Wasn’t it on Sundays when all the terminal riddles were solved? Solved with solid exegesis that was sure to take in the hermeneutical sweep of historical and redaction and form criticisms, everything falling into place at the last moment—just before the hymn. All the pieces found. And for so many, the pieces seem to be truly found. And that is good.
But, for others the metaphor of pieced-together-puzzle is not merely inadequate, it bears no relation to reality—no relationship to our organic, flowing, blooming, mystery-built-in being.
As a writer, well, as a human with a riddle in his skull, truth is the grail. Not just big truth, but all the little truths that make up our lives. And it seems to me that we stop growing when we stop looking for the little truths, or noticing them when we see them.
We seed the ground with questions and sit with what sprouts up. We can’t help it that we are meaning makers. We lounge with questions—we know this is more fruitful than carousing with answers.
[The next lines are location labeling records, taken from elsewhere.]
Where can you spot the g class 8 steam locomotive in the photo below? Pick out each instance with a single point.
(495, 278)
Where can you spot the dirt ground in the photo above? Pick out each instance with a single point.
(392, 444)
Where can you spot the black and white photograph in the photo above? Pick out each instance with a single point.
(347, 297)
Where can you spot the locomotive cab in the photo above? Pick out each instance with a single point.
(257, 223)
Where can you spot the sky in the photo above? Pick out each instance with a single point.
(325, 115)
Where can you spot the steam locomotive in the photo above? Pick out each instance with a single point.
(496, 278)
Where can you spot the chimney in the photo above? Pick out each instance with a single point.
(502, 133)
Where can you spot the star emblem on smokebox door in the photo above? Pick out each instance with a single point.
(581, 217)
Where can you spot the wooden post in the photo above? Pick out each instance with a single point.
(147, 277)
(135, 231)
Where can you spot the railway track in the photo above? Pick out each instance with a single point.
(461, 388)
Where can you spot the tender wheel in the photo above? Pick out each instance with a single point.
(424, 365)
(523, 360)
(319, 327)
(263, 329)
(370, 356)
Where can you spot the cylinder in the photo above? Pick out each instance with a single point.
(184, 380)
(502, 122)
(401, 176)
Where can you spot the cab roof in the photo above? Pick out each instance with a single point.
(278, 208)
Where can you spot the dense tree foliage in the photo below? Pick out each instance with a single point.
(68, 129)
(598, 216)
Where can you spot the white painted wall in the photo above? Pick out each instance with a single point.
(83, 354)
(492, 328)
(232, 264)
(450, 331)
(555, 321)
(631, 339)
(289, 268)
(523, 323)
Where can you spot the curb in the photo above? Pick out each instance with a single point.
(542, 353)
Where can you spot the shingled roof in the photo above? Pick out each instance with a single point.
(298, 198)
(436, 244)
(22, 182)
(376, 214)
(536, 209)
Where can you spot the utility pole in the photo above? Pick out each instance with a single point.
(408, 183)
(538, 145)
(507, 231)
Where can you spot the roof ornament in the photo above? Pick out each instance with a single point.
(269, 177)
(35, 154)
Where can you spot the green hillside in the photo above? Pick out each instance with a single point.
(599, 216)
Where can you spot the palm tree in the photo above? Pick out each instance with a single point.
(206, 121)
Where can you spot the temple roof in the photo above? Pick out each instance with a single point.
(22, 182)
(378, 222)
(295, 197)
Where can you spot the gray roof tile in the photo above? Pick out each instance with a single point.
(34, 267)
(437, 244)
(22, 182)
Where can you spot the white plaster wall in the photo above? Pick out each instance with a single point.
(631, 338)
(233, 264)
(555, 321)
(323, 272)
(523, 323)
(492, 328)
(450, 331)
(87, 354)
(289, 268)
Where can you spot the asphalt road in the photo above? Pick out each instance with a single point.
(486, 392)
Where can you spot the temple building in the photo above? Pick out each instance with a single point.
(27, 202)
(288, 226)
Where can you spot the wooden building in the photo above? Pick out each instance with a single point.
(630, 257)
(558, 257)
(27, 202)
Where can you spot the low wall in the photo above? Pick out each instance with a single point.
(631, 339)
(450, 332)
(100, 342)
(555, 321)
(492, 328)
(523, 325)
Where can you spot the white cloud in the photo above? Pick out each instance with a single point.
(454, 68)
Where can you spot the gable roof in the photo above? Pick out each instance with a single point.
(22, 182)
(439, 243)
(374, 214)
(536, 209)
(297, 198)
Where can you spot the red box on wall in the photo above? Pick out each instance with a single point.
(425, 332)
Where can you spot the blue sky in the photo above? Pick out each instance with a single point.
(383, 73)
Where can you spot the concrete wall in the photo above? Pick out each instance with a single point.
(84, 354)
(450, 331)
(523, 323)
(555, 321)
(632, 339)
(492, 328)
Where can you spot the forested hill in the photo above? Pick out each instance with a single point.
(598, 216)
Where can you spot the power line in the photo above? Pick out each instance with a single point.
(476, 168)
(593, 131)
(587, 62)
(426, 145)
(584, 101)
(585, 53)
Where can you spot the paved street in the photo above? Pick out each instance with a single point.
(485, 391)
We ask. Can truth really be white bright, having a fixed point outside our universe? If so, how can we know? Doesn’t truth, as experienced by we earthed beings, have shape and contours and colours? Doesn’t truth sound more like the bending blue notes of a harmonica than a single blast of a trumpet?
Isn’t truth better understood, not as something we believe, but as something we do? Isn’t truth about what’s good for food? What brings health?
How about this approach? Given all the things we had no choice about, all the things we were dropped into the world with, given our contingencies that keep us in relation to everything around us but give us no unadulterated access to Truth, given all this blind understanding, given all this knowing nescience, how do we live in such a way that helps us flourish where we are? And who can we find that will show us when we’re browning at the edges and so perhaps water us? And if we flourish, perhaps it helps those around us flourish as well?
For my part, I try simply to live upon my little ship with its sea anchor. Because that is all I am given. No foundational grounding, no hermetically sealed theology; but neither am I set adrift in an ocean of relativity, post-modernity does not need to run amuck.
I like my sea anchor faith, but twinges of fear and sea sickness are often present, and on the way there are windless days and days of steady gales.
But I prefer the waves, I prefer this existential living and breathing rather than the suffocating unreality of absolute certitude on the one hand, or nihilism on the other—it’s healthier. The mere-ness, the vulnerability—but openness—of this way of sailing, this way of walking, in my experience, has brought me closer to the gospel of peace and love, and with it, a growing inability to judge. Peace.
You caught me here, Steve. I’m reading through 1 Corinthians these days. 8:1 says that knowledge puffs up but love builds up. Fascinating opposites – knowledge vs. love. Truth without love is no longer true. This verse comes in the wake of the first chapters with the emphasis on the crucified Christ – the anchor that calls into question all other attempts at certitude.
Sam, thank you so much for this. I love this thought, well. the reality, that truth without love is no longer truth.